CHARLESTON – The West Virginia Supreme Court of Appeals has issued a memorandum decision finding that Kanawha Circuit Court did not err in finding that a man did not timely file a grievance with the Pocahontas County Board of Education.

In the Sept. 5 memorandum decision, the Supreme Court  found that the circuit court’s order is appropriate and that Pocahontas BOE was right to deny a grievance filed regarding the board’s modification of contract terms.

Jaime C. Walker applied for two jobs with Pocahontas as a mechanic and a chief mechanic, both of which were set oyt as 240-day positions to be effective July 1, 2013. Walker was interviewed for both jobs and, during the course of the interview process, he inquired as to whether the positions would be increased to 261-day positions or if they would remain as listed.

The superintendent stated the positions would not be changed. Walker later withdrew his applications for both positions and two other men were hired.

Sometime after Justin Tyler and Ian Bennett accepted the positions, the men appeared before the board and requested their contracts be increased to 261-day positions. The requests were then placed on the board’s July 2013 meeting agenda and were approved.

In August 2013, Walker filed a Level One grievance challenging the modification of the contract terms after they were filled. The board denied the grievance.

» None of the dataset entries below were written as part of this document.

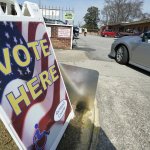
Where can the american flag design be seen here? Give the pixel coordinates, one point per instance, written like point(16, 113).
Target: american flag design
point(40, 113)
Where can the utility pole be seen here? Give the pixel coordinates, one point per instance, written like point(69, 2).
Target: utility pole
point(39, 3)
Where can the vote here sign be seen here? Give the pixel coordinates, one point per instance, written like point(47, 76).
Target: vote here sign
point(33, 98)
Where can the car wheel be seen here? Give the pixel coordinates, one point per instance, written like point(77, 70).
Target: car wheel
point(122, 55)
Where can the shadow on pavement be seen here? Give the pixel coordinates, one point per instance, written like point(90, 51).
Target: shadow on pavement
point(104, 142)
point(139, 70)
point(86, 49)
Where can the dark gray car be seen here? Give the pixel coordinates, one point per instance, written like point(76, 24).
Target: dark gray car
point(132, 49)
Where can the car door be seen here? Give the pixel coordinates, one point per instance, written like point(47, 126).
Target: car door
point(141, 53)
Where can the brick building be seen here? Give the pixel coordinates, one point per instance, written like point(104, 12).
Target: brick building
point(140, 26)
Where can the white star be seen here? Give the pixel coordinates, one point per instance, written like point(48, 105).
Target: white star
point(28, 70)
point(21, 41)
point(7, 35)
point(25, 57)
point(20, 72)
point(7, 45)
point(11, 74)
point(15, 40)
point(11, 25)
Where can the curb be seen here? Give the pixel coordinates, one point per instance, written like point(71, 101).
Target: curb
point(96, 129)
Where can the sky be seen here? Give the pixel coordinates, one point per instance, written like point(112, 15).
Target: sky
point(80, 6)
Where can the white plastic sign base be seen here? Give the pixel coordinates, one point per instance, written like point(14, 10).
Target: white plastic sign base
point(34, 103)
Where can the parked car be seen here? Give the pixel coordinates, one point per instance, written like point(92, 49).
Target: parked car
point(129, 33)
point(132, 49)
point(110, 33)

In September 2013, Walker appealed the denial to Level Two of the grievance procedure, and, following an unsuccessful mediation, he then appealed to Level Three in January 2014.

Following a hearing, the administrative law judge issued a decision in July 2015 in which the judge found that Walker demonstrated an interest in the posted positions and had standing to challenge the change in the contract terms as a misleading notice of the vacancies to applications and potential applicants. The board appealed the ALJ’s decision to the circuit court.

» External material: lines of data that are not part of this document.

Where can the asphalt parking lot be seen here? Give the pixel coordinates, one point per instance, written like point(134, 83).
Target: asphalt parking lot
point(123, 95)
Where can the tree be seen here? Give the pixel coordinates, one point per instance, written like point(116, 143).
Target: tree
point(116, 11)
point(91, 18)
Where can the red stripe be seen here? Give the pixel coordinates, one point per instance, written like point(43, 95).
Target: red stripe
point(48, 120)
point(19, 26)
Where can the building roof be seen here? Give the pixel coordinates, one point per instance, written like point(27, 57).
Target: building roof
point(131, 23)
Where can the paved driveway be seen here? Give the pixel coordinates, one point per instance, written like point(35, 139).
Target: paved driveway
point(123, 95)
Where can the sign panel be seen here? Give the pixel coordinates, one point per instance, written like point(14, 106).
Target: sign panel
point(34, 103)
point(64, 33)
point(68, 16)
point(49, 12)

By order entered on June 10, 2016, the circuit court reversed the ALJ’s decision and found that the petitioner’s grievance was not timely filed as required by West Virginia code and that he did not have a valid excuse for the untimely filing, according to the decision.

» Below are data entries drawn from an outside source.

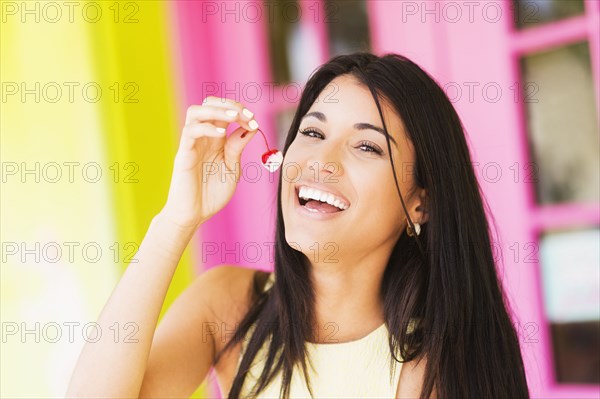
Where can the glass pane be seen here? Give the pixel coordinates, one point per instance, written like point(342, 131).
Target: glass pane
point(347, 26)
point(530, 13)
point(558, 92)
point(570, 269)
point(284, 19)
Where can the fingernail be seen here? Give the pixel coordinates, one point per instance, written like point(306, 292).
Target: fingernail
point(248, 113)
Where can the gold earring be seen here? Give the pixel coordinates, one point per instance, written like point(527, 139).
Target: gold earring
point(410, 232)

Walker then appealed the circuit court’s decision to the Supreme Court.

The Supreme Court found no error in the circuit court’s order reversing the ALJ’s decision.

“Here, after hiring Mr. Tyler and Mr. Bennett, the BOE altered their employment contract terms based on the ‘compelling reasons’ as to why their contract terms should be increased given the nature of their job duties,” the decision states. “As such, respondent exercised its statutory authority to increase the employment contract terms pursuant to West Virginia Code § 18A-4-19(b). Therefore, we find no error.”